In today’s edition: the most powerful woman in crypto, the secret weapon behind Mexico’s president, and an all-women deal in AI. – Dealmakers. Jessica Wu, Sarah Guo, and Kimberly Tan are sitting on a
Zoom call. Tan is an investor at Andreessen Horowitz, Guo is the investor
behind the AI-focused firm Conviction, and Wu is the cofounder and CEO of the new startup Sola Solutions. The trio is behind one of the most exciting recent deals in enterprise AI—Sola has raised $21 million,
Fortune is the first to report, $3.5 million in a seed round led by Conviction and $17.5 million in a Series A led by Andreessen.
It’s not intentional that it’s three women behind these deals, all three say. But it is unusual. None can recall being part of an all-women deal in AI before. “You go build a startup and you’re not exactly surrounded by a ton of women,” says Wu, 22.
Wu’s company, Sola, is aiming to drive the future of enterprise AI. It’s the next generation of RPA, or robotic process automation, a form of technology that handles repetitive tasks. The best-known RPA platform is UiPath, and Wu is designing her company to vastly improve that experience. “It required hundreds of consultants to come in and really operated on 1990s-era software that just constantly broke,” she says of traditional RPA.
Her company, which went through Y Combinator, relies on AI agents to complete these tasks instead. It’s one platform designed for end users who have no experience with AI—logistics, insurance, operational finance professionals, and more across the country. “It’s for old, verticalized, legacy businesses, and we do everything from send their invoices to build their shipments and do data entry into their healthcare portals—all the most manual, critical areas of the business,” Wu says.

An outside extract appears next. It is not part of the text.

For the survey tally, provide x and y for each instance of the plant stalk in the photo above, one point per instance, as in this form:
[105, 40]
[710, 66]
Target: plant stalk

Wu and her 23-year-old cofounder and CTO Neil Deshmukh dropped out of MIT. Wu had studied math and already worked for Citadel and Thrive Capital. Deshmukh has been obsessed with technology since he was a teen, when at 14 he created vision-based biometrics for his bedroom so his brother couldn’t get in.
But for this startup to work, the founders had to get outside of Silicon Valley. “In order to serve all of these people that don’t come from your own experience or technical understanding, you really have to have both product vision and a lot of empathy and the ability to rally people to your side,” Guo says of Wu. The founder has spent the past several months on the ground with freight brokerage leaders or with logistics customers at a golf conference, convincing them that this product would benefit their businesses. Sola’s AI can replace jobs that have traditionally be off-shored to workers in other countries.
“AI is this amazing, powerful technology, but it does require wrangling to get it to work for businesses,” says Tan, who invests in enterprise AI for Andreessen. “There’s a huge gap between what people know is theoretically possible and what you actually get in your day-to-day.”
What made Sola stand out to these investors was how it functions for non-technical users across every industry, rather than having to invest in industry-specific tools. “Eventually,” Wu says, “hopefully Sola can just take over all the manual work that people don’t really want to do.”